About three years ago, Dilip D’Souza concluded that liberalization had done little to improve India’s economy. I had pointed out that his conclusion was fantastic because it was based on just one train journey and a few anecdotal evidences.
He now rarely writes about the economy but that shouldn’t deter me from ruminating on the economy in a similar fashion. Based on a train journey. But little or no anecdotal evidence.
First about the train itself. Travelling to Chennai from Bangalore by a Shatabdi is an informative experience. Once launched with much fanfare, this has metamorphosed itself into an overpriced, stuffy, uncomfortable and shoddily-serviced beast. About 12 years ago, the Shatabdi’s speakers greeted you with a string of welcoming pleasantries. This was followed by a flight-like sketch of the route, the services available on-board, and rounded off with a have a pleasant journey pleasantry. The train err..stewards served snacks–with rather surprising variety –at regular intervals.
Under Lalu Yadav’s booming train economy, the speakers have been muted, the variety reduced, and the taste, tasteless. You need to force yourself to feel cool to pretend the AC works, and the array of seats reminds you of the cramped seats of yesteryear cinema halls. Not to mention the take-it-or-leave-it attitude of the stewards when you politely question them about a minor lapse in the quality of service. To be fair, you cannot fault Lalu for everything.
Closer investigation reveals certain interesting findings. They actually stare at your face.

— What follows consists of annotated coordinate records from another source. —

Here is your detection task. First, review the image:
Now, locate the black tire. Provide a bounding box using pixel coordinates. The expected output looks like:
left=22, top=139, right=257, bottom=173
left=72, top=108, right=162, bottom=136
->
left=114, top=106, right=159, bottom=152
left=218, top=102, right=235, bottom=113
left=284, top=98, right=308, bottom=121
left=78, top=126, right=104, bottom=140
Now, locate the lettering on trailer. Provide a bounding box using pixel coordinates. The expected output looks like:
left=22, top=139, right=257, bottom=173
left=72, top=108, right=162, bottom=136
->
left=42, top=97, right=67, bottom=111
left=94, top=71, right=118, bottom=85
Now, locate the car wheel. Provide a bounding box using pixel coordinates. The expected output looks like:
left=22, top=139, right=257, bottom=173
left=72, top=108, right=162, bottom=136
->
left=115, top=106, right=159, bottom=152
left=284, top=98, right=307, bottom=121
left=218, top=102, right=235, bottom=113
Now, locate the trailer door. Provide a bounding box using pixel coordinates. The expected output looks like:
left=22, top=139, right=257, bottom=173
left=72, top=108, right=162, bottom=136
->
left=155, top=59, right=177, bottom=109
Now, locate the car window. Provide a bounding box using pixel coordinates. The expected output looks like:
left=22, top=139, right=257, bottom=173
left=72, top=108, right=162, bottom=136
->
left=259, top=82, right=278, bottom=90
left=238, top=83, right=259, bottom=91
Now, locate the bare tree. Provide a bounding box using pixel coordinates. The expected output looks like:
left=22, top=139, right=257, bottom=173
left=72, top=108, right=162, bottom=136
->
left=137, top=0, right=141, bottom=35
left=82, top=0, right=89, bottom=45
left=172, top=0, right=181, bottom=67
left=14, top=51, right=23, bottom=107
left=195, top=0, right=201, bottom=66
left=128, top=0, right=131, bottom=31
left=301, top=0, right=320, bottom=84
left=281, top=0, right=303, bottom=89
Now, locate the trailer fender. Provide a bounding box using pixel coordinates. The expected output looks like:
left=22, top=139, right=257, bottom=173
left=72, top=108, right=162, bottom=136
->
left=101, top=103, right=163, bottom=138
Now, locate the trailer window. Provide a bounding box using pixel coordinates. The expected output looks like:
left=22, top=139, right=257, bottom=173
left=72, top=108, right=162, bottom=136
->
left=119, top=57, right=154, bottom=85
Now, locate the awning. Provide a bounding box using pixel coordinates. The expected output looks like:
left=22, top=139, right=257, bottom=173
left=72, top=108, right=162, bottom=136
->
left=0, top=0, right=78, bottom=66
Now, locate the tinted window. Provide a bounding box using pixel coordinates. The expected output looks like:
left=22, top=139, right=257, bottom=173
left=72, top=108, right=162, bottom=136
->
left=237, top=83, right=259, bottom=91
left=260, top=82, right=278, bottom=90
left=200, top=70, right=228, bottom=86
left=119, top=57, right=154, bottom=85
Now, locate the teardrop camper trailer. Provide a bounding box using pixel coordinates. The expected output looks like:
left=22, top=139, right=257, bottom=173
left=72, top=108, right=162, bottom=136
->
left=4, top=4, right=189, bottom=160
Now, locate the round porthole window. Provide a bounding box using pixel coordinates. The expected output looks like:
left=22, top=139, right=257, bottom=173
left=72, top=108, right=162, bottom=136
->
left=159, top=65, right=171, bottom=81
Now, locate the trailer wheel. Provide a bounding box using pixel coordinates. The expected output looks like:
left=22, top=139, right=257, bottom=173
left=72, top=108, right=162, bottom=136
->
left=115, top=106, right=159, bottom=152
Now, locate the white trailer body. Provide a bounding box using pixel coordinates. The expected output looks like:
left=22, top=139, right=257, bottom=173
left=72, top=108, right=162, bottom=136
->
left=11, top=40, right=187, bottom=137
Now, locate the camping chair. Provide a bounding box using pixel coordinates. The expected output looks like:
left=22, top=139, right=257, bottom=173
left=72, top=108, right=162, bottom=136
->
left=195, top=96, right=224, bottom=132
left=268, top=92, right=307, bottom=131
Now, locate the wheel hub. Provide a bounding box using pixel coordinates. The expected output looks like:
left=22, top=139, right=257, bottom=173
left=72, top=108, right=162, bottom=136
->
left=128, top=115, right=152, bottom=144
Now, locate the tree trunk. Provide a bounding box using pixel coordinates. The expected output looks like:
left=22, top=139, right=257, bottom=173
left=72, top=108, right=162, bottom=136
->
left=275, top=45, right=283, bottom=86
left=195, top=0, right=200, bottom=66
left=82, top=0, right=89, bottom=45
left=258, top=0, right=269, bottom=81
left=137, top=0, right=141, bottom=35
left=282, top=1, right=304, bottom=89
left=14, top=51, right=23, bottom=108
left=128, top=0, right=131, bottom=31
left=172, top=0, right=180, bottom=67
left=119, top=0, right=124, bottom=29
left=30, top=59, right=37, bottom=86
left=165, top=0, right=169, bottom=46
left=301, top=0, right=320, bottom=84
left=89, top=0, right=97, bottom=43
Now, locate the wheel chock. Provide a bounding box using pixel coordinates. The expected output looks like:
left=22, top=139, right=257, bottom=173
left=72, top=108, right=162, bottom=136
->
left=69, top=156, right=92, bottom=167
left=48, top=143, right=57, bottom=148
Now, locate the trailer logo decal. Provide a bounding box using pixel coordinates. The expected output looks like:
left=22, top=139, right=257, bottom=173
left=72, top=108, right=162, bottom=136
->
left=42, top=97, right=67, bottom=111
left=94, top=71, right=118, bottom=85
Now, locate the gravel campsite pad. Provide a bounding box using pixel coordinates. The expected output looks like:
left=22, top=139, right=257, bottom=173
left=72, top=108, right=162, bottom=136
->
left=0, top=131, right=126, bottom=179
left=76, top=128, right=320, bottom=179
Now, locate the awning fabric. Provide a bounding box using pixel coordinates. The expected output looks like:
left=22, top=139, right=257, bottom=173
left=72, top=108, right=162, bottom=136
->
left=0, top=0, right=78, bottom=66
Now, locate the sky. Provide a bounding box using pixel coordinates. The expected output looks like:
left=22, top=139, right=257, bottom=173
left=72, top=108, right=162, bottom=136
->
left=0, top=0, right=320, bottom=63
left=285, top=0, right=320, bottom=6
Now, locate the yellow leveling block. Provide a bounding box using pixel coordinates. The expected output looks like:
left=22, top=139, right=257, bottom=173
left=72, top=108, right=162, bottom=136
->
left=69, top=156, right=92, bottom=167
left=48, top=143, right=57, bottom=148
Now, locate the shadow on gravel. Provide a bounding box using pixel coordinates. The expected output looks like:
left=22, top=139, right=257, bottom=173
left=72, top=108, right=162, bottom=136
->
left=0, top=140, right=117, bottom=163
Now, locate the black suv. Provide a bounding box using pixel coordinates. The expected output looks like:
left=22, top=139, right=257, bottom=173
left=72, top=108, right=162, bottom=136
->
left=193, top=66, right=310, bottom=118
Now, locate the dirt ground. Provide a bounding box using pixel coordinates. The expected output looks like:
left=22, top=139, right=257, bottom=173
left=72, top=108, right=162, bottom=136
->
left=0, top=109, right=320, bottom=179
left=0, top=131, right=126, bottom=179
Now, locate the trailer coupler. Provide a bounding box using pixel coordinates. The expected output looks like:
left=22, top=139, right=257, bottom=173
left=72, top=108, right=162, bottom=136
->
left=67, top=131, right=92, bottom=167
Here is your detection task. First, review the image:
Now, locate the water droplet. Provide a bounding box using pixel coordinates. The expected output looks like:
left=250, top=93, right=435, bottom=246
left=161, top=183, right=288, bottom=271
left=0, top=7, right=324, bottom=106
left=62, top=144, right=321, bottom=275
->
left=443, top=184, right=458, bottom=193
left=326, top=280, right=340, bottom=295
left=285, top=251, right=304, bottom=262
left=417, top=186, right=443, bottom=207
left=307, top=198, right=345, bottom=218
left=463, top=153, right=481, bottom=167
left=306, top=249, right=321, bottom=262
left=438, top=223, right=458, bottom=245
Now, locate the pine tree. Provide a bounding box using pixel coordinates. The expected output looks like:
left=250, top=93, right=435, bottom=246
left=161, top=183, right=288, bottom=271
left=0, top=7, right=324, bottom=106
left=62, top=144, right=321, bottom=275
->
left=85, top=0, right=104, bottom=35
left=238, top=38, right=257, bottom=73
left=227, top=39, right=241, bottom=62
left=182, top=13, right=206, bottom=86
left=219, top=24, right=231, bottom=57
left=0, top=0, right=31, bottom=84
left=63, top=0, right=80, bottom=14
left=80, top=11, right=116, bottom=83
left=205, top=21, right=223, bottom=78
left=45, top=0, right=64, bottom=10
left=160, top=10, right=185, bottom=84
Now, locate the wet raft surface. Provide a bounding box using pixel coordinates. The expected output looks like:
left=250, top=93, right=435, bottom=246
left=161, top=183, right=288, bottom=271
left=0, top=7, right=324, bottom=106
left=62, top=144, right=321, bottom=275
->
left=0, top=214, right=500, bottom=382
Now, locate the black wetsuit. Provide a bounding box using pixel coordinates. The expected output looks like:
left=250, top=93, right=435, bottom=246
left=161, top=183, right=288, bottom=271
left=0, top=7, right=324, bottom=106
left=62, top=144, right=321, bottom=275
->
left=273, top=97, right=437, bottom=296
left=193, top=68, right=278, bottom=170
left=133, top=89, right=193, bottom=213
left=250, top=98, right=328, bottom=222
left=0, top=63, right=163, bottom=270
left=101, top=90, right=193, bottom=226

Back to Dilip D’Souza. I choose his name because he is akin to a gold standard in these matters. The government has been quick to capitalize on some of the largesse that has come its way thanks to liberalization. So we find on, and inside almost every train, advertisements that assault our senses. As I type this, I see that Syndicate Bank has plastered senseless ads on all the 108 seats in my compartment. More well-endowed companies have similarly bought ad space for entire bogies. You now need to strain your eyes to catch a display of Southern <insert your zone here> Railways, which was the only thing prominently visible a few years ago on them bogies. The answer to what Indian Railways does with the ad revenues is anybody’s guess. The almost five-fold price difference I paid for this train is hardly justifiable. Barely-working air-conditioning doesn’t count. Neither does a bottle of “mineral” water. I’m more comfortable sitting in the regular train because I can at least stretch and/or fold/cross my legs. I could’ve forgiven all these if this train ensured that I reached Chennai faster than the regular beasts. Unfortunately, I save a little over one hour.
Contrast this with the way airline operators are lobbying hard to get the government to urgently upgrade infrastructure at airports. Contrast how they vie with each other–the battle of airline ads (about a year or so ago) outside the Bombay airport is a positive example of how privatization ultimately benefits you and me. A very recent instance is what I saw at the new Bangalore airport. A private taxi operator had donned his drivers in red T-shirts that screamed anywhere in Bangalore, Rs.300 only. This was in open competition to other cab operators who charge between Rs.15-18 per kilometer to ferry you into the city. In the Indian context it is more appropriate to say non-socialist-governmental interference, than mere privatization.
It is interesting that Dilip D’Souza has rarely written any mainstream article on the state of Indian economy ? Whatever happened to his train-journey observations ever since the UPA took over and in an election year, posted a record inflationary achievement of 11% just last week? This is surprising since the UPA’s economic policies have been variously praised as communal-socialist pro-poor, socially just, and all-inclusive. From stifling subsidies to the failed rural job guarantee dole scheme, this regime has just about tried to appease every known vote bank.
I vaguely recall reading a nugget about the Indian Railways. This was written during the heydays of Indira Gandhi. It stated that the Indian Railways got the script completely wrong by projecting the Railways as “an instrument for national integration” instead of pitching it the way any large business corporation does. There lies your clue.